Opened 10 years ago
Closed 8 years ago
#12058 closed defect (fixed)
Bad email default regexp
Reported by: | Dirk Stöcker | Owned by: | Steffen Hoffmann |
---|---|---|---|
Priority: | normal | Component: | AccountManagerPlugin |
Severity: | normal | Keywords: | registration antirobot |
Cc: | Trac Release: | 0.11 |
Description
Default email regexp is:
(?i)^[A-Z0-9._%+-]+@(?:[A-Z0-9-]+\.)+[A-Z]{2,6}$
it should be
(?i)^[A-Z0-9._%+-]+@(?:[A-Z0-9.-]+\.)+[A-Z]{2,6}$
or otherwise subdomains are not possible.

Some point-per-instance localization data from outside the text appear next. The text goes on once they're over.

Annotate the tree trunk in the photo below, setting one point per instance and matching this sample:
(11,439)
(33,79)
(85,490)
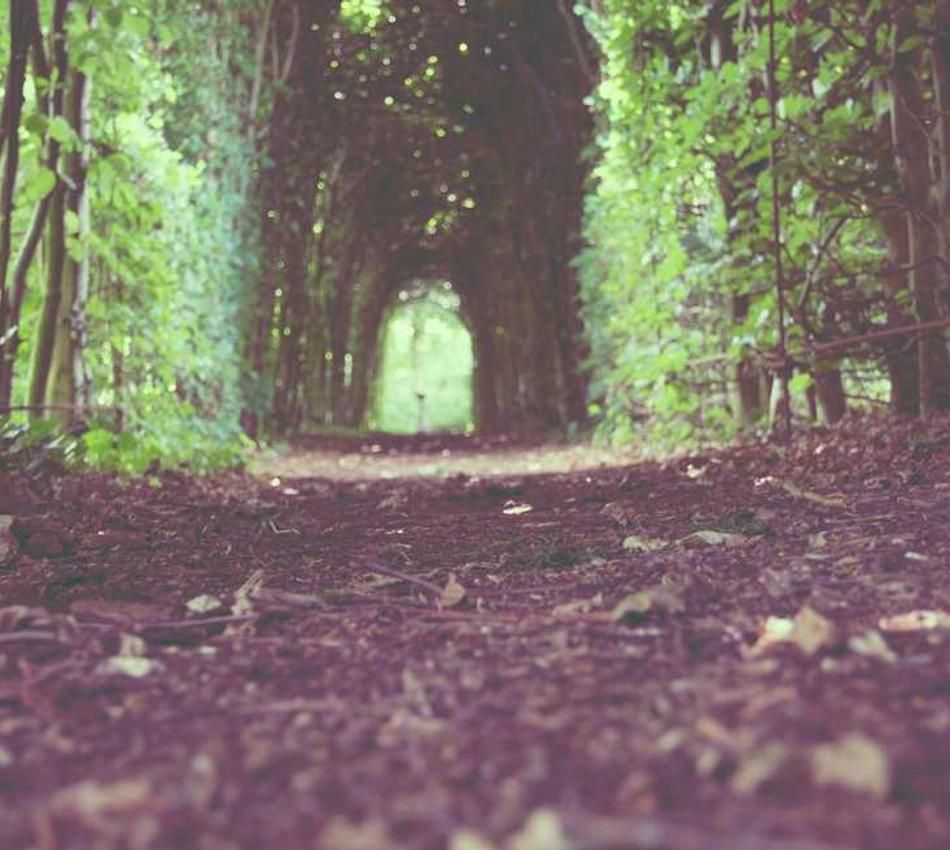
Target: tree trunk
(54,322)
(900,355)
(34,234)
(829,390)
(912,148)
(21,26)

This still prevents Umlauts like äöü and so on. You can reach me e.g. with dstöcker.de domain :-)
Attachments (0)
Change History (15)
comment:2 Changed 10 years ago by
Regarding subdomain: a space at the end of the mail prevented matching, not the subdomain. Sorry for that. Still jun66j5's comment stays valid and other valid UTF-8 characters.

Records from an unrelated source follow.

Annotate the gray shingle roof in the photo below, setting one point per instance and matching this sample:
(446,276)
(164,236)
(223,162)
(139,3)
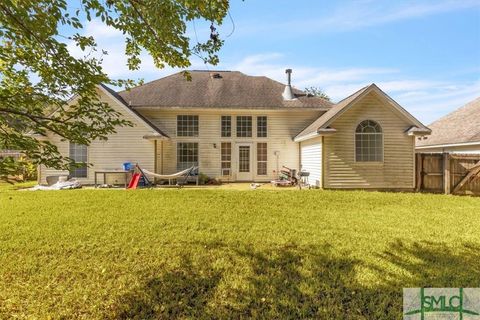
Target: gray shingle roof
(460,126)
(321,125)
(148,122)
(324,118)
(232,89)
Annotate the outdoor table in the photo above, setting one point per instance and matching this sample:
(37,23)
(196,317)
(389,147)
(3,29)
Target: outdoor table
(111,171)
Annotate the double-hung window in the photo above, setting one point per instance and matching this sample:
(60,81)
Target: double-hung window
(244,126)
(187,155)
(187,126)
(226,154)
(78,153)
(262,127)
(226,126)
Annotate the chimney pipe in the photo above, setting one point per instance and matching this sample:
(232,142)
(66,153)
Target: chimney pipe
(289,76)
(288,93)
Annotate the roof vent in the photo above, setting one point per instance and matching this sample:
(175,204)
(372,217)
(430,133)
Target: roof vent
(288,93)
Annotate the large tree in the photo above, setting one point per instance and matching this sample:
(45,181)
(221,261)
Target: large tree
(39,76)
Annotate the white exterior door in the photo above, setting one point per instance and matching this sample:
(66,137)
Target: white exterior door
(244,163)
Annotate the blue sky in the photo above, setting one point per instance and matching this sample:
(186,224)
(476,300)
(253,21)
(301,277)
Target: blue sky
(424,54)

comment:3 follow-up: 4 Changed 10 years ago by
dstöcker.de
This is way off-standard, isn't it? Even if current standards allow it without question, where does this discussion end in UTF-8 land? Allow only German an Japanese chars, but no Russian ones? You're certainly able to do that. However I think, that an admin should open up such degrees of freedom only after very careful consideration.
Speaking of the subject, SPAM prevention, there are likely more UTF-8 spam email addresses than legitimate ones, not even to speak of the total of real users, that only own an email address with UTF-8 chars.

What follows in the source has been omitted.